In this phase of Stepan's life, things come easily, too – at least on the surface of it. But he becomes bored and enters a life of seclusion. Here, Sergius, as he is now known, begins to face the demons he has hoped Church life would spare him: fame, social connections – and women. As the story rolls on, he faces a number of temptations of the fleshly sort, but he remains tortured by his overwhelming attraction to women.

Sergius/Kasatsky grows impulsive and quits his hermitage and his responsibilities as a man of the cloth. A footloose mendicant, he seeks the counsel of an old friend, Pashenka, a woman. Pashenka has had an unfortunate turn in her life, too, and is now making do by teaching music to children. When prompted, she admits that she’s pretty much given up on the Church (she sees herself as a bad person because of her misfortunes) and only takes Communion because of her children.

 

so to the (promised) ethics of this story:

 

While music means little to Pashenka, she uses it to cultivate, educate, and inspire children. She takes no great pride in her work with the kids, but she continues to do it – for her family. This becomes an epiphany for Sergius: he sees that work for others, in which no overdose of personal pride is involved, is the highest form of service to humankind.
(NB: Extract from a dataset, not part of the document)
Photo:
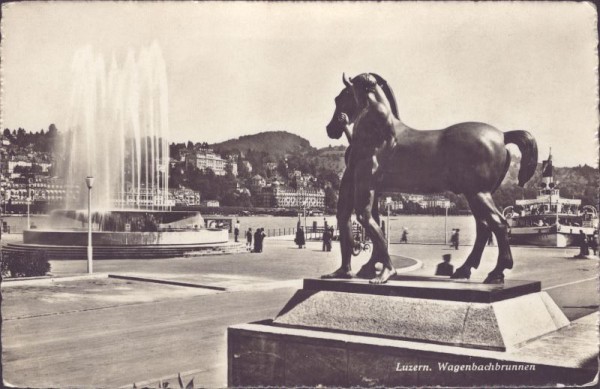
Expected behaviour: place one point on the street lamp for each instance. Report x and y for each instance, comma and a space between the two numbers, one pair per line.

Tolstoy tells his tale in the context of Church doctrine. But perhaps the larger, secular lesson is that he depicts it in terms of non-attachment. That is, when one has no great attachment to things, to people, to habits or customs, but decides to incorporate things, people, habits, etc. into his life anyway in order to perhaps alleviate a few of life’s burdens, then this person is living from a high level of ethics. While such an ethical base can be articulated in a general sense, its nature is as specific as the people and conditions involved.

Also, Tolstoy is depicting a modern adage of behavioral psychology, i.e., one can only be held accountable for one’s actions, not one’s thoughts. While actions can certainly be based in recurring thought, such thoughts are often conflicted. When one chooses between conflicted urges, one will only bear responsibility for the choice made.